Non-Fiction Review: James and Leo Behan’s “The Secret Gospel of Ireland”

You know that feeling you get when you’re in the library, and you set a large book down on the table with that nice heavy “THUNK”? Then comes that shiver of excitement because you just know the coming pages are going to be GOOD? Enter Secret Gospel of Ireland.

Giving my nook a firm tap on the tabletop would probably be detrimental to its inner components, but that’s what I wanted to do upon finishing this work. I wanted to send that unspoken signal to nearby readers that here was a book that was profound, weighty, and worth their time.

You can tell it was written by lawyers, as they explain each point several times, restating themselves in different ways. At first I felt a little talked down to, as if the authors didn’t trust their readers to catch on, but after a while, I came to appreciate their style. With so many names, dates, events, and ideas going from one end of the medieval world to the other, it was helpful to have that extra pause and reiteration within the work – sort of a “station-identification” for the reader.

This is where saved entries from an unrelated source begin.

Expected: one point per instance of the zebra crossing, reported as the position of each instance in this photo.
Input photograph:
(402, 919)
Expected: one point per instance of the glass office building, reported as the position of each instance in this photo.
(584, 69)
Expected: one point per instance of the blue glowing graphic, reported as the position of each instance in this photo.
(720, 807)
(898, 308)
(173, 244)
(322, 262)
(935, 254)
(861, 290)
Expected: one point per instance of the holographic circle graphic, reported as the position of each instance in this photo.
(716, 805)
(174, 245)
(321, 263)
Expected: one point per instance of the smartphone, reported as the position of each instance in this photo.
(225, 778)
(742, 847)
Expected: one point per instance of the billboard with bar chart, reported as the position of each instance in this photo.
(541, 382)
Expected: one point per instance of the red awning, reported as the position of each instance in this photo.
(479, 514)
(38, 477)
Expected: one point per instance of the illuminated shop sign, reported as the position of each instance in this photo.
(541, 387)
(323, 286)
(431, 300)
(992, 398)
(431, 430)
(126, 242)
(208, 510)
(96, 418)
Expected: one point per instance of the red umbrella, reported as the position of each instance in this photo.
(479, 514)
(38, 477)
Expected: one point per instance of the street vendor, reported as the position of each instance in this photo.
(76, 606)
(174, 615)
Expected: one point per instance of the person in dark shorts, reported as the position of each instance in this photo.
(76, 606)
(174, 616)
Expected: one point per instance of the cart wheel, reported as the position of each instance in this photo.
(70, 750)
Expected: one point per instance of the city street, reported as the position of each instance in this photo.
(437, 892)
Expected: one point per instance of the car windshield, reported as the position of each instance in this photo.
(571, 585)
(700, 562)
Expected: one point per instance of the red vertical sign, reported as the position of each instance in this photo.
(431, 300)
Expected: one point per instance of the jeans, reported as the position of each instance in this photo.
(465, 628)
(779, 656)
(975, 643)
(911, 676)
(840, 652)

If there was one thing I loved about this book above all else, it was the vast richness and depth of the information included in the tale they wove. The manuscript is complete wall-to-wall coverage of each person, place, and event, without ever becoming dull or dry. The story pulled the reader along, kept them engaged. The teasers and tie-ins were well done, making this quite the page-turner.

If you have interests in history, Ireland, Christianity, or the modern world, you must read this book.

HIGHLY recommended, and going on my shelf to be pulled out again soon!

I received a review copy of this book from the publisher through NetGalley.